(August 14, 1884–August 12, 1950)
—botanist, ecologist, educator, and prairie preservationist—was the only child of Maitland David Hayden and Christine Hayden, who owned and operated a farm near Ames, Iowa. As a high school student, Ada's interest in botany came to the attention of Louis Pammel, one of Iowa's preeminent botanists, who became her lifelong mentor. She studied botany at Iowa State College, earning her bachelor's degree in 1908. With the award of a research fellowship at the Shaw School of Botany, she undertook graduate work at Washington University in St. Louis, receiving a master's degree in 1910. In 1911 she returned to Iowa State and received her Ph.D. in 1918, the first woman to receive a doctorate from Iowa State, and remained at the university thereafter.
Beginning in 1911, Hayden taught botany at Iowa State as an instructor. In 1920 she became assistant professor of botany, and in 1934 her appointment changed to research assistant professor at the Agriculture Experiment Station (Lakes Region) and curator of the herbarium. During her lifetime, she added more than 40,000 specimens to the herbarium, founded in 1870 by C. E. Bessey.
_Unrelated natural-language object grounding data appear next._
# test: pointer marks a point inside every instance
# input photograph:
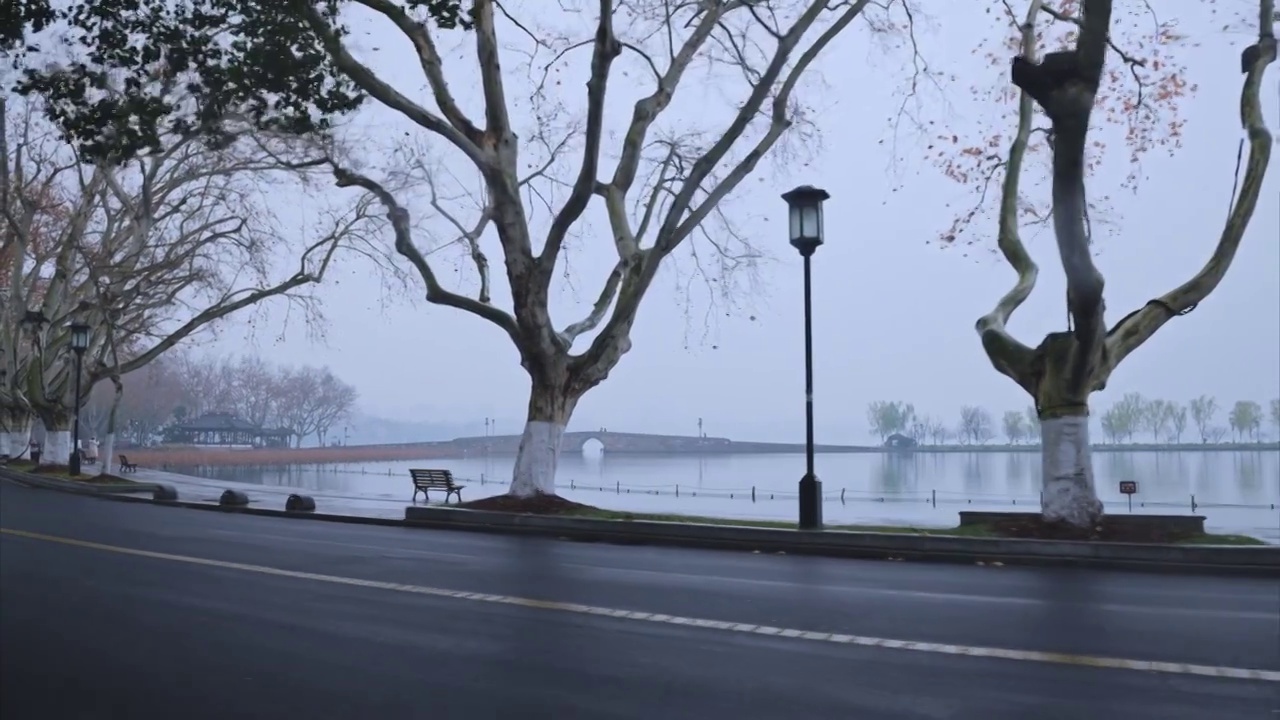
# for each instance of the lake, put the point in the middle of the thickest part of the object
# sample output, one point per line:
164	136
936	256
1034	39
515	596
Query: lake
1237	491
Until Pammel died (1931), much of Hayden's research was done in collaboration with her mentor and Charlotte King, another of his protégés. She contributed chapters as well as illustrations to two of Pammel's major works: The Weed Flora of Iowa (1926) and Honey Plants of Iowa (1930). After 1931 she refocused her attention on prairie plants in the lakes region. Duane Isely, writing in 1989, called her 1943 floristic study of Clay and Palo Alto counties, derived from her experiment station research, "possibly the best published native flora survey... of any part of Iowa... an important historical document for Iowa and the midwest."
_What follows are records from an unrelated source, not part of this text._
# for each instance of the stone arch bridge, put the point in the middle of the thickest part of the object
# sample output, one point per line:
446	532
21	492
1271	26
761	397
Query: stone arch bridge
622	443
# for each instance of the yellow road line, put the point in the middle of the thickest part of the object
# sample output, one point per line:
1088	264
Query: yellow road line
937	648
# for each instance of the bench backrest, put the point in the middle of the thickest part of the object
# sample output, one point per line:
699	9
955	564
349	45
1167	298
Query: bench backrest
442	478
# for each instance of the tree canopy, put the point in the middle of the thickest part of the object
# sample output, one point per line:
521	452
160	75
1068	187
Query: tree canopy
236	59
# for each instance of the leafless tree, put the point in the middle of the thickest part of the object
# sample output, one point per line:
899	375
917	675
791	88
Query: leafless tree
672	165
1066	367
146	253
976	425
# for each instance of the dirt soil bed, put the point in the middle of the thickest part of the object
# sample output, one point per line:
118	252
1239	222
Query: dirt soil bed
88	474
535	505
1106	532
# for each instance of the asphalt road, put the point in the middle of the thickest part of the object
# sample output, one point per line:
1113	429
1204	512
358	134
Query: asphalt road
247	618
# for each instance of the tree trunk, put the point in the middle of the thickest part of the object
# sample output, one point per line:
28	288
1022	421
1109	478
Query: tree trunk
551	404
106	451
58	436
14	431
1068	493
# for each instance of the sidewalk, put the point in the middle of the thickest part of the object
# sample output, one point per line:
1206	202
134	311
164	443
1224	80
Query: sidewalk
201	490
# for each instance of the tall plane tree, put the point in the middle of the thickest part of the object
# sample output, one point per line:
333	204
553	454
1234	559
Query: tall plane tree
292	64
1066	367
Hayden is primarily associated with prairie preservation in Iowa. Within a year of earning her Ph.D., her research on the ecology of prairie plants in central Iowa was published in the American Journal of Botany (1919) and the Proceedings of the Iowa Academy of Science (1919). She issued a tentative call for prairie preservation in a short piece, "Conservation of Prairie," published in Iowa Parks: Conservation of Iowa Historic, Scientific and Scenic Areas (1919), suggesting that a few acres of relict prairie, preferably tracts located near larger schools, be preserved in each county of the state. During the next two decades, while she was busy teaching and conducting floristic research, Hayden also made public presentations to educate Iowans about prairie ecology, illustrated with her own set of hand-colored lantern slides. By the 1930s a few other voices had joined hers to promote prairie conservation, notably those of Bohumil Shimek, professor of botany at the State University of Iowa, as well as Margo Frankel and Louise Parker, members of the State Board of Conservation.
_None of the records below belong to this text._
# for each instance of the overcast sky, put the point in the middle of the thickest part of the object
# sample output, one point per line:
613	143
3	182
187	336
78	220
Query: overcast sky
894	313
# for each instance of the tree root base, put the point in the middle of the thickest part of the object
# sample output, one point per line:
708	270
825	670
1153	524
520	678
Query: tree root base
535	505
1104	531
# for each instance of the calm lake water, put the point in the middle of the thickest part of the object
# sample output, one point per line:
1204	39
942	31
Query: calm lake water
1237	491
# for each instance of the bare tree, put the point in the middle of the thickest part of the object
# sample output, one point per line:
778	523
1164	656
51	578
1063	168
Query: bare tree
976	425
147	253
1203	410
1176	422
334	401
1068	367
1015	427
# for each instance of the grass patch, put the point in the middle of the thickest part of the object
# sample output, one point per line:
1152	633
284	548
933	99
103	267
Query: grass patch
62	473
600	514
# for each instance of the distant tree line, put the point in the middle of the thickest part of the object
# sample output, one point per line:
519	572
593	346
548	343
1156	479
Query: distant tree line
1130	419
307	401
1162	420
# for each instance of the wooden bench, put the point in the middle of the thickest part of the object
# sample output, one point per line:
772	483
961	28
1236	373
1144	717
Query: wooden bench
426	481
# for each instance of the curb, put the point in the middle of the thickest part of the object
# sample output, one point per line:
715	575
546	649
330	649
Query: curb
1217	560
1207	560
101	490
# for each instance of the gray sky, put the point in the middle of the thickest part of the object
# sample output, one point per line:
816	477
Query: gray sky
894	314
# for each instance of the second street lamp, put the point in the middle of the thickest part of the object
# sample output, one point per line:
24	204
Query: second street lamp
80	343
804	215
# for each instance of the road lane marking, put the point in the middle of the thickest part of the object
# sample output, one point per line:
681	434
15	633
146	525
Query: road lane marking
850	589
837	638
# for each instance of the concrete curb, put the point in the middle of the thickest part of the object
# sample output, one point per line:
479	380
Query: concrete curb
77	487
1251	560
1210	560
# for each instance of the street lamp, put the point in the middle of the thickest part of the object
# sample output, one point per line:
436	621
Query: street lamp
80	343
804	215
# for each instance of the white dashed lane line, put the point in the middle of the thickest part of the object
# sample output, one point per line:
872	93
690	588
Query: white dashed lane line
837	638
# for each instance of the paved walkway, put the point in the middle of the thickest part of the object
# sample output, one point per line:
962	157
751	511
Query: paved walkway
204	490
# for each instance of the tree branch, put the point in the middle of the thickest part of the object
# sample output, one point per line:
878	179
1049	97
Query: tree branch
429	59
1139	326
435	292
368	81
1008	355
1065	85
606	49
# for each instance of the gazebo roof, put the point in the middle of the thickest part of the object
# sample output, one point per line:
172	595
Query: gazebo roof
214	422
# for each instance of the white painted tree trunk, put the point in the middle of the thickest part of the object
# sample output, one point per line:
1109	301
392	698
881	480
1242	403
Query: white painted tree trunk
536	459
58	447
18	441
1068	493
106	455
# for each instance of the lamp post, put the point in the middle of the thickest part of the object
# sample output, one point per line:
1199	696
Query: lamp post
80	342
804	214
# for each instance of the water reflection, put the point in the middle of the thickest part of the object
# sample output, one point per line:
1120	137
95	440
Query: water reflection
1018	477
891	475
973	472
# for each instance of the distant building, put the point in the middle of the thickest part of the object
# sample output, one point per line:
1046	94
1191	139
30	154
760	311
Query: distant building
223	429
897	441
The movement for prairie preservation began in earnest in 1944, when Hayden and J. M. Aiken, chair of the Conservation Committee of the Iowa Academy of Science (IAS), issued a report on the status of conservation in Iowa and then proceeded to identify patches of relict prairie worthy of preservation. Hayden directed the Prairie Project, as it was called, and the IAS published her findings in "The Selection of Prairie Areas in Iowa Which Should Be Preserved" (1945), followed by "A Progress Report on the Preservation of Prairie" (1947).
By systematically developing the scientific database from which the State Conservation Commission (SCC) could make informed decisions about land acquisition, she and the IAS, in collaboration with the SCC, launched a fledgling prairie preservation program. During the late 1940s, the SCC purchased two areas of relict prairie: three adjacent parcels in Howard County and another 160 acres in Pocahontas County known as the Kalsow Prairie. As a result, in 1949 the Exploratory Committee of the U.S. Department of Agriculture's Bureau of Plant Industry cited Iowa as one of the leaders in prairie preservation. That same year, the IAS established an advisory committee to assist the SCC with prairie management. Hayden and Aikman carried out just one of those studies before her death, from cancer, in 1950. Later in 1950 the SCC named the Howard County prairie tract in her honor. Hayden Prairie holds the additional distinction of being the first area dedicated as a preserve under the 1965 State Preserves Act. Other posthumous honors include the Iowa Conservation Hall of Fame Award from the Iowa Chapter of the Wildlife Society (1967), induction into the Iowa Women's Hall of Fame (2007), and formal designation of the Iowa State University herbarium in 1987 as the Ada Hayden Herbarium.
Sources A small collection of Hayden's papers and publications is housed in Special Collections, Iowa State University Library, Ames. Two excellent biographical articles are Jan Lovell, "She Fought to Save Iowa's Prairies," Iowan 36 (Winter 1987), 22–26, 56– 57; and Duane Isely, "Ada Hayden: A Tribute," Journal of the Iowa Academy of Science 96 (1989), 1–5.